Why are you here?

When I tell people that I am studying sustainability, they ask what job I hope to get. Just like any recent college grad or grad student, this is one of the most contested and despised questions as it is usually followed by advice or judgment about how much money I will make and if it will be enough to offset my monthly loan payments that are soon to follow.

The answer to this question is not simple and not trivial.
I am here because I am scared. 

The author in Glacier National Park  Tervet 2018
I remember in grade school, after Hurricane Katrina, our class began collecting donations to send to Red Cross to help those affected by the disaster. It was in the aftermath of learning what a hurricane was that our teacher told us about climate change. I remember her saying by the time we (the kids) were about 30, we would start to feel the effects of climate change. I am 22.

Fire Tervet 2019
I watched my home state burn up for years and years.

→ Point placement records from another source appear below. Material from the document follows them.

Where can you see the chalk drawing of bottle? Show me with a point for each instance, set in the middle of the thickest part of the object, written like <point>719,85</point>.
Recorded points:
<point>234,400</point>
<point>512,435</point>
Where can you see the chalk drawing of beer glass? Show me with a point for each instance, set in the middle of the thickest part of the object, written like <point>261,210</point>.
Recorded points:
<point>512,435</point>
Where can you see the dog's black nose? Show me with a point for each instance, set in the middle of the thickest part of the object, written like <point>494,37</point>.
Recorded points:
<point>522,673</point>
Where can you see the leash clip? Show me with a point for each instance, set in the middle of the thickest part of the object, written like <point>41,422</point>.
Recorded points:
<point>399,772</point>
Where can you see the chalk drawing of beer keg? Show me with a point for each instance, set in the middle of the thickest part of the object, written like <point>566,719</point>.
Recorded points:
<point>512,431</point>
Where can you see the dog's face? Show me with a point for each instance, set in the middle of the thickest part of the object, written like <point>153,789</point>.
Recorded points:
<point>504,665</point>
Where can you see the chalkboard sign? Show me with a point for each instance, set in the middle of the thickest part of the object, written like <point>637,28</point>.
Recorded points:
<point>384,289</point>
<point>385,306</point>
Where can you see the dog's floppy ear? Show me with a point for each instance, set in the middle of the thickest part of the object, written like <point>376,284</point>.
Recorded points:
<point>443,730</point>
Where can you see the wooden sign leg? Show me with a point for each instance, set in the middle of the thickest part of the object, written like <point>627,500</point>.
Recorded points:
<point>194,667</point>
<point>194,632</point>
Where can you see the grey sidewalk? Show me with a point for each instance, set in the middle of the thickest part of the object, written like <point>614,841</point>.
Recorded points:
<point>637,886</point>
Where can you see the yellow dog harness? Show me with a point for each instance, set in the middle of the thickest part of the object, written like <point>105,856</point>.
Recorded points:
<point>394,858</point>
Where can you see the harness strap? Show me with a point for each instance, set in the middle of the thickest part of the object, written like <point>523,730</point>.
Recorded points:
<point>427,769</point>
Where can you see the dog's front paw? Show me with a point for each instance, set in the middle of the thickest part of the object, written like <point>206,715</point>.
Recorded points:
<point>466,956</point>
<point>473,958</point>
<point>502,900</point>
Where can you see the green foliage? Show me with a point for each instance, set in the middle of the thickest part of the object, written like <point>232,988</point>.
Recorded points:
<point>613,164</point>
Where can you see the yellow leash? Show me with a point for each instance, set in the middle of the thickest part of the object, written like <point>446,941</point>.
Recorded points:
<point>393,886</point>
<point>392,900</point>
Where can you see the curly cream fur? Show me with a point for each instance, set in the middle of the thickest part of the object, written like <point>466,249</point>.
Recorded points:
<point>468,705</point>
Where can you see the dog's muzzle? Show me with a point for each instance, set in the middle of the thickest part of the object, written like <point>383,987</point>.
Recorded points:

I watched the news and saw intersections I had driven through in Santa Rosa with the stoplights melted and twisted on the ground surrounded by burned-out cars and brick chimneys as the only semblance that a suburb housing thousands had once existed in the wake of the devastating fires. I watched my family evacuate our home because my dad could see flames in the brush as he stood on our driveway. I watched for years as millions of acres burned, millions of people were displaced, thousands of homes lost. This wasn't supposed to happen for another decade.



I watched the abalone dwindle off the California coast and giant kelp reefs get taken over by invasive algae. I watched urchins turn vibrant ecosystems into underwater graveyards full of bare rock and armies of spiny soldiers. I watched invasive species take over the cathedrals of kelp that used to grace the coast along the state; I heard the reports of fisheries closing and drastic efforts being taken to ensure we could maintain the biodiversity that remains. This wasn't supposed to happen for another decade.

I watched my mom cry on video chat as I told her I would not be flying back to California from NYC because I have likely already been infected with Covid-19 and I didn't want to put her and my whole family and community back in California at risk. I watched myself reflexively apologize for not being able to be home during the global pandemic that has brought even the city that never sleeps to a standstill. I went to the market to get bread and lentils and cried while I stood in line for 40 minutes. This wasn't supposed to happen for another decade.

The relinquishment of control and the trust I am being told to put in the government and authorities does not feel right. But I don't know what else to do. No one knows what else to do. We get conflicting messages about when to panic, when to stop going outside, how many cases there are, how it's going to get better, how it's going to get worse. The global intensification of pandemics is aided by global climate change and lack of sustainable development.

6 train at the platform in Bronx, NY Tervet 2020
This is the big one, it's not an 8.1 earthquake, it's not a wildfire, it's not ecosystem collapse, it's not a global pandemic, it is all climate change. It is the exacerbation of crises and entirely out of my control.

Why am I here? I am here because I am obligated to address the situation at hand, to the best of my ability, using every resource I have access to, in an effort to somehow combat the onslaught of fear, terror, destruction, and sickness. Because if I do not address this situation, I will stand paralyzed and unable to progress. Maybe it is the neoliberal millennial in me that feels I am the solution and that only my own hard work will allow me to save the world, or the realist in me is focused on mitigation of damage.

Regardless of where I am going, fear is why I am here.